Scientific classification
- Kingdom: Animalia
- Phylum: Chordata
- Class: Amphibia
- Order: Anura
- Family: Dendrobatidae
- Genus: Ameerega
- Species: A. pepperi
- Binomial name: Ameerega pepperi Brown and Twomey, 2009

= Ameerega pepperi =

- Authority: Brown and Twomey, 2009
- Conservation status: VU

Species of amphibian

Ameerega pepperi is a species of poison frogs found in central Peru. It is similar morphologically to A. bassleri, A. cainarachi and A. yoshina; but can be distinguished by its advertisement call.

==Description==
Two adult male specimens were both 28.6 mm long in snout-vent length and the female frogs were 30.8–34.4 mm long. The skin of the dorsum back is black with red, orange, or yellow patterning. There is more color near the head and less near the vent. There are two yellow stripes from each eye down the body. There are two yellow labial stripes starting at the nares. The ventrum is dark blue with black patterning. The legs are black or dark green in color. There are stripes on the back legs. The iris of the eye is black in color. These frogs can differ in color geographically. Frogs from further south have more red on their backs and frogs from further north have more yellow and orange on their backs.

==Etymology==
Scientists named this frog for Canadian conservationist Mark Pepper.

==Habitat==
This frog lives in undisturbed primary and secondary forest. The adult frogs have been found hiding next to boulders near streams. Scientists observed the frog between 380 and 1000 meters above sea level.

The frog's known range includes at least one protected park, Parque Nacional Cordillera Azul.

==Reproduction==
The male frogs perch on boulders near streams and call to the female frogs. The female frog lays eggs on the leaf litter. She lays 22–44 eggs per clutch. The male frog guards the eggs. Tadpoles have been observed in slow eddies and in pools next to streams, presumably left there after the water level declined.

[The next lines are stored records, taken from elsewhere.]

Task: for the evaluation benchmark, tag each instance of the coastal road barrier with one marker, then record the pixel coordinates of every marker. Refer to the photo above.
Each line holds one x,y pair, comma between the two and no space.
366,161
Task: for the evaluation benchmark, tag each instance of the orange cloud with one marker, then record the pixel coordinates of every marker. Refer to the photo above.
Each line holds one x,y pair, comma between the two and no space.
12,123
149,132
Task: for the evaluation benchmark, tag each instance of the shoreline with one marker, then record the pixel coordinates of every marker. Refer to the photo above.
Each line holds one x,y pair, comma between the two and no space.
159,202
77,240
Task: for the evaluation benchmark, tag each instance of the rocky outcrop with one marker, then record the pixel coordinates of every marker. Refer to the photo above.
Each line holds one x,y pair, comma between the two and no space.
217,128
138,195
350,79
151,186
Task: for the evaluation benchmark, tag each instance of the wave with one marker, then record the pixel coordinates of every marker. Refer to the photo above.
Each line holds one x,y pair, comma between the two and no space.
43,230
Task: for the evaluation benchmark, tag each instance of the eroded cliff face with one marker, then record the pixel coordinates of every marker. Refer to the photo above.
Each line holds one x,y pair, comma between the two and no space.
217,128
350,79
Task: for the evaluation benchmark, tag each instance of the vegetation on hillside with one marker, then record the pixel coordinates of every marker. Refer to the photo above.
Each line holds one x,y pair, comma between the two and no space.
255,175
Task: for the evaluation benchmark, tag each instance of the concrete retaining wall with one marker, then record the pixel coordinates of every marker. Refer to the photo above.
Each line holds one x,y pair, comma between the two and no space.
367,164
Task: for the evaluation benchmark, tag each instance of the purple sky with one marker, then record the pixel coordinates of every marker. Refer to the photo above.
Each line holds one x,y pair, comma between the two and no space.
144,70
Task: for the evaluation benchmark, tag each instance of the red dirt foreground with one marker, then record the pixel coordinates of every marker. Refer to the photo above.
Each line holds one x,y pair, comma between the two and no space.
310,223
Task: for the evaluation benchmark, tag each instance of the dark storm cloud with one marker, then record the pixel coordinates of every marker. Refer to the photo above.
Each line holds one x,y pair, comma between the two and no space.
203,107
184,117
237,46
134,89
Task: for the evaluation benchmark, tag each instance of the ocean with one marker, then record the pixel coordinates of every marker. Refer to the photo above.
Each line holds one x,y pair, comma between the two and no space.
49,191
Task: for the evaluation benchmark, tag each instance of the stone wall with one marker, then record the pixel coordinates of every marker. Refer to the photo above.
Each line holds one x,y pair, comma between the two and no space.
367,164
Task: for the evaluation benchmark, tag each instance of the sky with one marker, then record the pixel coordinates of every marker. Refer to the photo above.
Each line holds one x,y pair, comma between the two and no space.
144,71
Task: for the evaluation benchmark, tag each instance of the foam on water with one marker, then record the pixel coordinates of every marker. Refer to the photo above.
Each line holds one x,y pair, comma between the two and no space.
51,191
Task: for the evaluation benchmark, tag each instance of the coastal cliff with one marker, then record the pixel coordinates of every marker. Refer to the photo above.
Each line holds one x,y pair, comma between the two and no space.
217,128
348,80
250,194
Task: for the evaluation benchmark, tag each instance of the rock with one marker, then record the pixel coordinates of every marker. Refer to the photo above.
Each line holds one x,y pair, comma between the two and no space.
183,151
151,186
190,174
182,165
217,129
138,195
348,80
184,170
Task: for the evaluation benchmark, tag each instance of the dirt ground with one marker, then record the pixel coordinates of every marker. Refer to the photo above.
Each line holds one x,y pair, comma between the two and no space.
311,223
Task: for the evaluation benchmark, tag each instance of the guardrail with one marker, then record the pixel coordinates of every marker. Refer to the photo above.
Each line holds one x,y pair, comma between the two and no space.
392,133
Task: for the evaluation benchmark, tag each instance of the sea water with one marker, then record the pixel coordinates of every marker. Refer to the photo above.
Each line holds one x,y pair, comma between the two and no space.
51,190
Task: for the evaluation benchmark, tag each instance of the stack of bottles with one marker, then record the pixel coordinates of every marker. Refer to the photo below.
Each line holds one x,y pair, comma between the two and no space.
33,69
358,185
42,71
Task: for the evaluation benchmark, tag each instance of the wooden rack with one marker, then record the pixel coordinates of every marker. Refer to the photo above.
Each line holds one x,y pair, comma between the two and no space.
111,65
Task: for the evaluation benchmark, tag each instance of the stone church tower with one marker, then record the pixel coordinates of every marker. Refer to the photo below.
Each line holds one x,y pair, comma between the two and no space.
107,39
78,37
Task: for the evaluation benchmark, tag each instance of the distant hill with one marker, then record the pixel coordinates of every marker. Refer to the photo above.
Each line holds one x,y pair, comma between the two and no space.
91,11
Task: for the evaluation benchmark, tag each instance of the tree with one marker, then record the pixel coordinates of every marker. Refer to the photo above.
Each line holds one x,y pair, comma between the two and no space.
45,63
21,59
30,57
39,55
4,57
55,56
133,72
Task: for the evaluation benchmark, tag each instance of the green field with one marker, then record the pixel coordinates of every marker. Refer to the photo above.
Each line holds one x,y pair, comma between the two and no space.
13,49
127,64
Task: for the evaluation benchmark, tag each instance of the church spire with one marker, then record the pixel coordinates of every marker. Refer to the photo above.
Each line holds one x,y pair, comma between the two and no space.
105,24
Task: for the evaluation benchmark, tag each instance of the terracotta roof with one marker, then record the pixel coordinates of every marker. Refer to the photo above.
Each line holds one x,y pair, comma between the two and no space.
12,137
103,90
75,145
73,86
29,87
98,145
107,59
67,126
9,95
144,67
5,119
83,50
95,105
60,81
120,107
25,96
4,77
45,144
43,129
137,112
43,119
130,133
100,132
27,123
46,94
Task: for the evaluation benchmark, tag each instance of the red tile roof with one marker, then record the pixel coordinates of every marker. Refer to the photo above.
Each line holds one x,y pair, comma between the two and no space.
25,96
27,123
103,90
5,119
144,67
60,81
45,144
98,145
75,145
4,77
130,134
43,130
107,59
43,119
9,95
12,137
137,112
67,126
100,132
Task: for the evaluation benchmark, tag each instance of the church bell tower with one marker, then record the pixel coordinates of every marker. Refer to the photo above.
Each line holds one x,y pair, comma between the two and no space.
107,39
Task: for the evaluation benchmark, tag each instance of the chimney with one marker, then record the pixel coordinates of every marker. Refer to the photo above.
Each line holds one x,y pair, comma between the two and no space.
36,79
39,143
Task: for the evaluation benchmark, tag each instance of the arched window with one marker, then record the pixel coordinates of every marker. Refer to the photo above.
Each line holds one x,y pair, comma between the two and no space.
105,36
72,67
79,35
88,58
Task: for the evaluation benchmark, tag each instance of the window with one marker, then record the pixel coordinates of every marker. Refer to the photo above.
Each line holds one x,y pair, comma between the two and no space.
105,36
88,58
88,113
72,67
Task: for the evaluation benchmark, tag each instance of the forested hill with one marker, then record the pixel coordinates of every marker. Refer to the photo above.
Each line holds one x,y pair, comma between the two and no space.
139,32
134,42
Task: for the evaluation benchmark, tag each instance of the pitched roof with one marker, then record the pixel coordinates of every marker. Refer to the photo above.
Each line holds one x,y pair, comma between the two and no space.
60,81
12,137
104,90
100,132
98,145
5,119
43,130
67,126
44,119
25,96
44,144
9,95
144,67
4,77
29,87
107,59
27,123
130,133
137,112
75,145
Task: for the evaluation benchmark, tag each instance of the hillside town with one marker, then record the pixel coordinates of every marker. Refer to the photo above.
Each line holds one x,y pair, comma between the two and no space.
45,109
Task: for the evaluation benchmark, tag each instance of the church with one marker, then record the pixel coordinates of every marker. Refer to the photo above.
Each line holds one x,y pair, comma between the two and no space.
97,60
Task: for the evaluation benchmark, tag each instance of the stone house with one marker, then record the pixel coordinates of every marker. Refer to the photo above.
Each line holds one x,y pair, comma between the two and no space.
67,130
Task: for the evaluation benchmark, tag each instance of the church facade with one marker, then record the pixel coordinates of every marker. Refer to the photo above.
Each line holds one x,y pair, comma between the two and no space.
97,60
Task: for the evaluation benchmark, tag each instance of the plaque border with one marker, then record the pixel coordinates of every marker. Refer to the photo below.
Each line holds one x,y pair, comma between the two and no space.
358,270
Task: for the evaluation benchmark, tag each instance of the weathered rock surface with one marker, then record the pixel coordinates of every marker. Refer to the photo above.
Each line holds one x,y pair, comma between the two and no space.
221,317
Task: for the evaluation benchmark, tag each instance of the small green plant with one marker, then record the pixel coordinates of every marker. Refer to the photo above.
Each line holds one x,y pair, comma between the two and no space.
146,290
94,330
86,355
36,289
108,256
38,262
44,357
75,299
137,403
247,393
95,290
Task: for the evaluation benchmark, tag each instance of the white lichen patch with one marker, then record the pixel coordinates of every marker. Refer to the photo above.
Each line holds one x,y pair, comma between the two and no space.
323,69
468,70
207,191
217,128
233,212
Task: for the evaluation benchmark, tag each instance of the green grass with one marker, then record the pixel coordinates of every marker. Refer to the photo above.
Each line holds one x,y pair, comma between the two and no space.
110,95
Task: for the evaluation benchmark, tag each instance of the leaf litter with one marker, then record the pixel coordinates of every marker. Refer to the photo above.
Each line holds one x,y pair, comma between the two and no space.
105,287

The tadpoles can grow into frogs in as short a time as five weeks.

==Threats==
The IUCN classifies this frog as vulnerable to extinction. In parts of its range, it is at risk due to habitat loss, especially in Huallaga. People alter habitat in favor of farms for both legal and illegal crops, for example coffee, bananas, and coca.

People do keep this frog as a pet, but scientists say this is not a danger to wild frogs. The law permits captive breeding.